Genkit ships stores out of the box: Firestore for production multi-instance use, lighter stores for local development, and a path to implement your own. (Treat the exact identifiers above as illustrative of the shape — check the preview docs for current signatures.)

Multi-agent, without the orchestration boilerplate#

The second real addition is a first-class multi-agent path. You split work across specialized agents and add an orchestrator that delegates to them.
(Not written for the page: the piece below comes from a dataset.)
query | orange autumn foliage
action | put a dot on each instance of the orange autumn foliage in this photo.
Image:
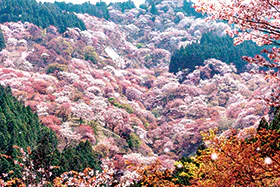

The mechanism is clean: the Agents middleware injects a delegation tool for each sub-agent, so the orchestrator model routes parts of a request to the right specialist the same way it would call any other tool. You get routing without writing a router.

What it means for you#

If you build agent products, Genkit's Agents API is worth a look mostly because it forces a decision you should be making on purpose anyway — the same stateful-vs-stateless question that shapes every agent architecture, now surfaced as one constructor argument. It's also one more full-stack option to weigh against the field; if you're choosing a framework from scratch, our Genkit vs LangChain vs Vercel AI SDK breakdown is the wider map. Most teams back into state ownership — they start client-managed because it's the default, then discover in production that they can't resume sessions, can't hand users a downloadable artifact, and have been shipping full transcripts to the browser the whole time.

Start client-managed if the session is short, single-device, and carries nothing sensitive. Flip to server-managed the moment you need continuity, durable artifacts, or to stop the client from seeing everything. The Agents API doesn't make that choice for you — it just makes it a one-argument change, which is exactly why you should decide it deliberately instead of inheriting the default.